Der Kläger musste sich einer Prostataoperation unterziehen, in deren Folge er erhebliche Verbrennungen an beiden Gesäßhälften und am Rücken erlitt, die eine sofortige Notoperation und eine spätere Folgeoperation erforderlich machten.
Die Schadensursache war folgende: Wenn sich unter dem Patienten auf dem metallenen und leitfähigen Operationstisch Flüssigkeitsansammlungen bilden, dann kann das dazu führen, dass intraoperativ Verbrennungen auftreten. Bisher hat die Rechtsprechung solche Verbrennungsschäden nicht dem voll beherrschbaren Risiko des Krankenhausträgers zugeordnet. Der BGH hat in seinem lesenswerten Beschluss eine andere Lösung gefunden.
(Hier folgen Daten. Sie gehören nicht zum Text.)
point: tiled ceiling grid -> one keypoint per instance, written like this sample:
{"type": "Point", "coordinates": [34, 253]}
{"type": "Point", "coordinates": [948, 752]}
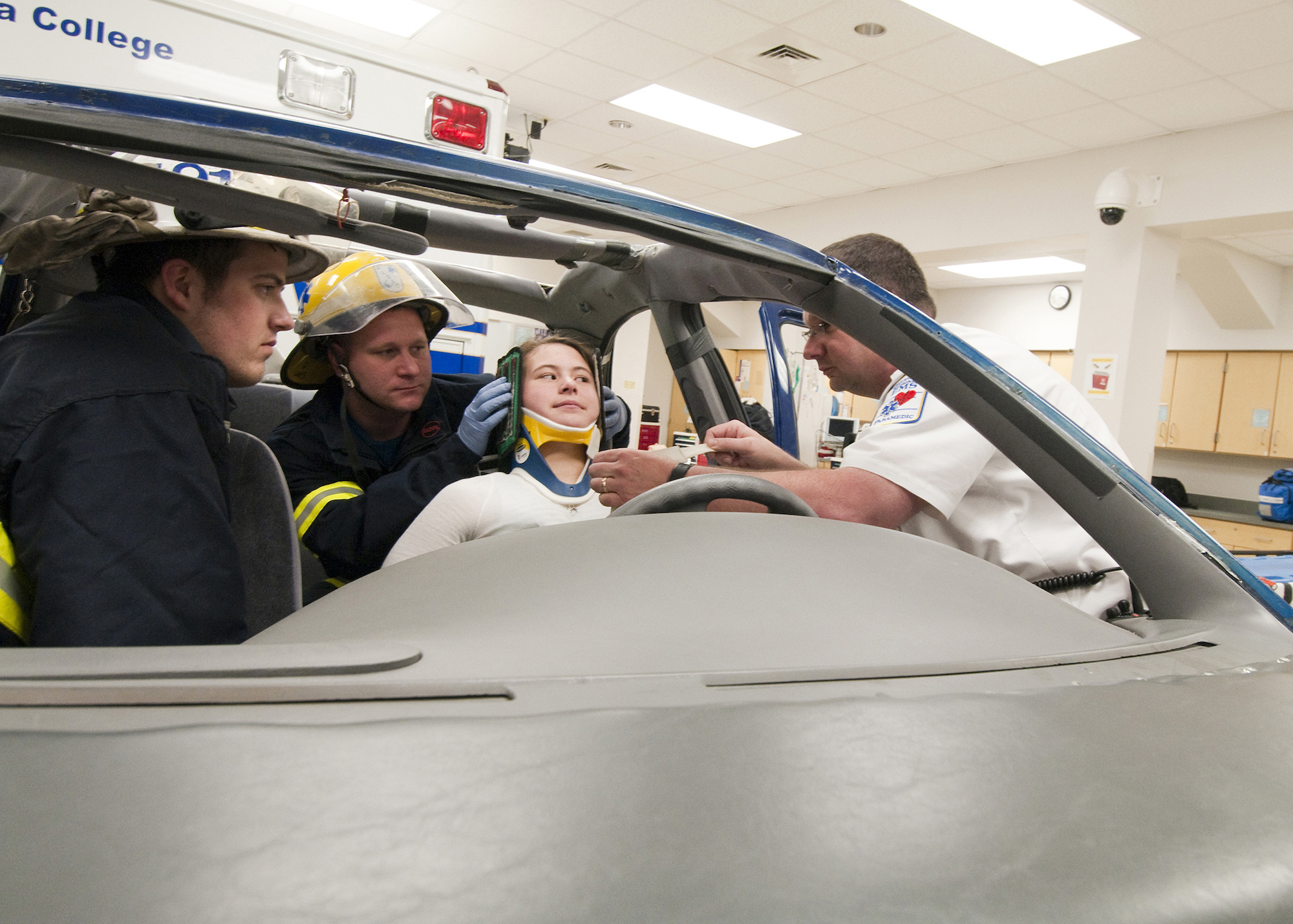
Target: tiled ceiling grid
{"type": "Point", "coordinates": [923, 100]}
Bei der Rechtsfigur des voll beherrschbaren Risikos handelt es sich um eine Beweiserleichterung für Patienten. Gemäß § 630h Abs. 1 BGB wird ein Fehler von Arzt oder Krankenhaus vermutet, wenn sich ein Risiko verwirklicht hat, dass aus einem voll beherrschbaren Risiko der Behandlerseite stammt. Arzt oder Krankenhaus müssen dann in diesem Fall darlegen und beweisen, warum sie kein Verschulden trifft.
Die grundsätzliche Beherrschbarkeit reicht für ein Eingreifen der Beweislastregel nicht aus; notwendig ist gerade die volle Beherrschbarkeit.
In Betracht kommt die Haftung für medizinische Geräte und Materialien, da Arzt oder Krankenhaus für die Mangelfreiheit, Funktionstüchtigkeit und korrekte Bedienung der Geräte haften. Dieses Risiko ist also voll beherrschbar. In Betracht kommt die Haftung für Infusionssysteme, Narkosegeräte, Röntgengeräte oder Elektrokauter.
Medizinische Geräte, die nach einer Operation im Körper des Patienten zurückbleiben (Tupfer, Klemmen, Bauchtücher) gehören ebenfalls zu den voll beherrschbaren Risiken.
Das gleiche gilt für Lagerungsschäden während einer Operation. Krankenhaus oder Arzt tragen die Beweislast dafür, dass der Patient korrekt auf dem Operationstisch gelagert wurde – und dass dies auch von den Operateuren kontrolliert worden ist. Vorschäden oder körperliche Anomalien sind dabei bei der Operationsplanung und Durchführung von vornherein zu berücksichtigen, soll der Entlastungsbeweis mit Erfolg geführt werden.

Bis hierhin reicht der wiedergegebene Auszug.